# Run on jupyter notebook  (for colab some code need to be changed)

**research paper: 
(Classification on Tobaco3482 using VGG-16 Transfer Learning with document pretraining on RVL-CDIP)**

M. Z. Afzal et al., “Cutting the Error by Half: Investigation
of Very Deep CNN and Advanced Training Strategies for
Document Image Classification,” in ICDAR, Nov. 2017.

In [1]:
import numpy as np
import pandas as pd
import os
import pathlib

# Train dataload

In [64]:
train_text_path = r"D:\Glove model\RVL-CDIP dataset\labels\train.txt"
train_df = pd.read_csv(train_text_path, sep=" ", header=None, names=["image_path", "label"])

In [65]:
train_df.head()
# print(len(train_df)) #320000

Unnamed: 0,image_path,label
0,imagesq/q/o/c/qoc54c00/80035521.tif,15
1,imagese/e/w/c/ewc23d00/513280028.tif,1
2,imagesw/w/b/t/wbt26e00/2053453161.tif,7
3,imagesm/m/k/m/mkm05e00/2040792992_2040792994.tif,10
4,imageso/o/e/x/oex80d00/522787731+-7732.tif,3


In [66]:
train_df['label'] = [str(i) for i in train_df['label']]

train_df['image_path'] = [r'D:/Glove model/RVL-CDIP dataset/images/' + this_path for this_path in train_df['image_path']]
train_df.head()

Unnamed: 0,image_path,label
0,D:/Glove model/RVL-CDIP dataset/images/imagesq...,15
1,D:/Glove model/RVL-CDIP dataset/images/imagese...,1
2,D:/Glove model/RVL-CDIP dataset/images/imagesw...,7
3,D:/Glove model/RVL-CDIP dataset/images/imagesm...,10
4,D:/Glove model/RVL-CDIP dataset/images/imageso...,3


# Test dataload

In [5]:
test_text_path = r"D:\Glove model\RVL-CDIP dataset\labels\test.txt"
test_df = pd.read_csv(test_text_path, sep=" ", header=None, names=["image_path", "label"])

In [6]:
test_df.head()
# print(len(test_df)) # 40000

Unnamed: 0,image_path,label
0,imagesr/r/g/e/rge31d00/503210033+-0034.tif,3
1,imagesc/c/e/j/cej80d00/517306722+-6724.tif,3
2,imagesm/m/r/r/mrr36d00/50603620-3621.tif,14
3,imagesg/g/t/u/gtu29c00/2084573574a.tif,2
4,imagesh/h/o/f/hof08d00/2071783492.tif,9


In [7]:
test_df['label'] = [str(i) for i in test_df['label']]

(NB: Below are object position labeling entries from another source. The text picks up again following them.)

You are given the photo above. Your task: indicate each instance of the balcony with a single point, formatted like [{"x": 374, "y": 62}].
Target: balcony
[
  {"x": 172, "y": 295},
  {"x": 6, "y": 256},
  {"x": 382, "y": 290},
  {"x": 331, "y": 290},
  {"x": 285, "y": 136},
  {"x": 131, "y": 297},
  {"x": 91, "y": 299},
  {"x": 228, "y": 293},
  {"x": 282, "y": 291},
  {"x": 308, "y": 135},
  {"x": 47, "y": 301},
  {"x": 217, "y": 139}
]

test_df['image_path'] = [r'D:/Glove model/RVL-CDIP dataset/images/' + this_path for this_path in test_df['image_path']]
test_df.head()

Unnamed: 0,image_path,label
0,D:/Glove model/RVL-CDIP dataset/images/imagesr...,3
1,D:/Glove model/RVL-CDIP dataset/images/imagesc...,3
2,D:/Glove model/RVL-CDIP dataset/images/imagesm...,14
3,D:/Glove model/RVL-CDIP dataset/images/imagesg...,2
4,D:/Glove model/RVL-CDIP dataset/images/imagesh...,9


# Validation dataload

In [8]:
validation_text_path = r"D:\Glove model\RVL-CDIP dataset\labels\val.txt"
valid_df = pd.read_csv(validation_text_path, sep=" ", header=None, names=["image_path", "label"])

In [9]:
len(valid_df)

40000

In [10]:
valid_df['label'] = [str(i) for i in valid_df['label']]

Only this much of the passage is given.